Not only will your ex leave you broken-hearted, there's a horrible chance that they could leave you broke too. A new study has revealed that over two million people have suffered financially, when an ex-partner ran up a debt on a shared credit card - averaging £457 - and that's just the start of it.
In addition to a collective £1.2 billion in credit card debts, ex-partners have run up £313 in joint accounts, £463 in mortgage debt, and £327 on shared online shopping accounts.
The figures were revealed by uSwitch.com, which discovered that love-struck Brits aren't taking sensible precautions at the start of their relationship. One in five of them had absolutely no idea of their partner's financial history before they opened a joint account with them.
Admittedly, it's not a very romantic question to ask a new partner, but failing to do so can have devastating consequences. Half of those who shared financial products with an ex-partner think it had a significant effect on their own finances. As well as the potential for a vindictive ex to run up debts in your name, there's also the effect they will have on your credit score. Almost a third of people say their credit score dropped as a result of a joint financial product.
Even more alarmingly, when a relationship has broken down, people aren't taking the right approach to securing their finances. More than two thirds of people who have shared a financial product with a former partner say it is still open five years after the split. Meanwhile a third who shared their PIN with their partner haven't found the time to change it, and a fifth who shared a credit card said it remained active when they went their separate ways.
Regardless of how amicable the split is, this is a highly dangerous approach. The financial effects of a break-up can last even longer than the emotional ones if your ex chooses to use the opportunity to spend money your name. Two fifths of people took more than six months to clear the debt, while one in ten took more than five years to get back in the black.

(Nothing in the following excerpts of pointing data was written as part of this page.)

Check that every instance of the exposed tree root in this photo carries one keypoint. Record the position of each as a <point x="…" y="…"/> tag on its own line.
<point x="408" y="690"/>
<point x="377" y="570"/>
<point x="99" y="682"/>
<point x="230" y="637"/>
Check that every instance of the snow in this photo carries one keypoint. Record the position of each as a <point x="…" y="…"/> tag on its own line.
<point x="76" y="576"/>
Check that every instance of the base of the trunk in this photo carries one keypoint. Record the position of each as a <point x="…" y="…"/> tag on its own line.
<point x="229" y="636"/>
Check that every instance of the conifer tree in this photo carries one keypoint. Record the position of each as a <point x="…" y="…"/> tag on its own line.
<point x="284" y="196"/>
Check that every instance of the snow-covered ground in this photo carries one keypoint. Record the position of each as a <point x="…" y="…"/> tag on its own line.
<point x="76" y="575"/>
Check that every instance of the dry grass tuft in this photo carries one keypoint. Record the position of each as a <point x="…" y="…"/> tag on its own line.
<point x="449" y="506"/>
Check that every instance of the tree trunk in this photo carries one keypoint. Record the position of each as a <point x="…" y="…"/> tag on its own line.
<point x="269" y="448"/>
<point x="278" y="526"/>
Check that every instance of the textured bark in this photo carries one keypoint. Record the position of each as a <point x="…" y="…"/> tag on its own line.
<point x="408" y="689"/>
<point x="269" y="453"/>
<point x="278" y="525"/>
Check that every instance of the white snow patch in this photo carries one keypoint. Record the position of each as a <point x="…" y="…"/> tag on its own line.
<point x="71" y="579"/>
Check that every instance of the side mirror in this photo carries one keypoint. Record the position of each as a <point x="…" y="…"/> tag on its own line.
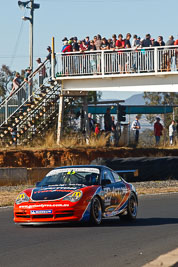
<point x="105" y="182"/>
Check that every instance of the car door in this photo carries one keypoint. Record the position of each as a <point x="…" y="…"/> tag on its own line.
<point x="109" y="197"/>
<point x="114" y="193"/>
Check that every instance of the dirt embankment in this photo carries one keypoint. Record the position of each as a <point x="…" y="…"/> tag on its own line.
<point x="61" y="157"/>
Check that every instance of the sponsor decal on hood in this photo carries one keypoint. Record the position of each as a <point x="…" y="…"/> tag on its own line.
<point x="52" y="193"/>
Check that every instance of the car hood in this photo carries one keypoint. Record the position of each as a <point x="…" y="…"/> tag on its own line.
<point x="52" y="193"/>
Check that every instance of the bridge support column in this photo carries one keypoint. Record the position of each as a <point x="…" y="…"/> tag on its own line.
<point x="85" y="109"/>
<point x="60" y="119"/>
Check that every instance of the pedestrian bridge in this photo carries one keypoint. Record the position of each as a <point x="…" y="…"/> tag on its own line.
<point x="142" y="69"/>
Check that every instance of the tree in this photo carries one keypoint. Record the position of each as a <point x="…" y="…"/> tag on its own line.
<point x="6" y="78"/>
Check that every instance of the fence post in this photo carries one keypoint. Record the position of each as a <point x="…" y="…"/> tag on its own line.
<point x="60" y="118"/>
<point x="156" y="55"/>
<point x="53" y="60"/>
<point x="6" y="111"/>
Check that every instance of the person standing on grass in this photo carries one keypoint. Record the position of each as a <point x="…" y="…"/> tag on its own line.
<point x="158" y="128"/>
<point x="172" y="131"/>
<point x="136" y="128"/>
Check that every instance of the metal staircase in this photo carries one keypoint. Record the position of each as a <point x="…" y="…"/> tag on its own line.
<point x="29" y="112"/>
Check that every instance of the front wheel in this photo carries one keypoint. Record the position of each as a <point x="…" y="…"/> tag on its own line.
<point x="132" y="208"/>
<point x="96" y="211"/>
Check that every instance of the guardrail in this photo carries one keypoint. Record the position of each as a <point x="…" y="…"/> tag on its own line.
<point x="22" y="94"/>
<point x="122" y="61"/>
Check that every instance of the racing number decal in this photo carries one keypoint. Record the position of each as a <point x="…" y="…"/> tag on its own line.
<point x="21" y="196"/>
<point x="71" y="172"/>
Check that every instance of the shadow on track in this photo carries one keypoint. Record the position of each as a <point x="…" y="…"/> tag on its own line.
<point x="114" y="222"/>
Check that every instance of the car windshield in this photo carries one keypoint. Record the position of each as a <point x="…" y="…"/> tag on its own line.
<point x="71" y="176"/>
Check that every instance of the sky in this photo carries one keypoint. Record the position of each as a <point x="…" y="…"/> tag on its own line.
<point x="59" y="19"/>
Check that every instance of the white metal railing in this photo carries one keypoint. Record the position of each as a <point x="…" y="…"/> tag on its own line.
<point x="123" y="61"/>
<point x="23" y="94"/>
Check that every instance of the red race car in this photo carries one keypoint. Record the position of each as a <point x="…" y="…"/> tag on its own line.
<point x="77" y="193"/>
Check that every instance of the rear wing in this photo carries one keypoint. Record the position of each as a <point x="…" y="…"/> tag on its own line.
<point x="128" y="172"/>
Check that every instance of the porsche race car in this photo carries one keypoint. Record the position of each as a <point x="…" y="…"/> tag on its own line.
<point x="86" y="193"/>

Even when the accounts are closed and the debt is cleared, there's a risk that your ex could be damaging your credit score. When you take out any kind of product together, the credit scoring agencies will link you on their systems. So if your ex goes on to make terrible mistakes with borrowing and spending, you could be dragged down with them. After a split, therefore, it's worth getting in touch with the likes of Experian, Equifax, and Callcredit and recording the fact you are no longer together.
As Frankcom says: "The reality is that couples can remain financially linked by their credit report long after a relationship breaks down and an account has been cancelled. If you do nothing else, make sure you keep a check on your own credit report so you can spot anything unusual on it. If you do break up with your partner, make sure to close all shared accounts and contact each of the three main credit agencies to remove any financial links between you and your ex."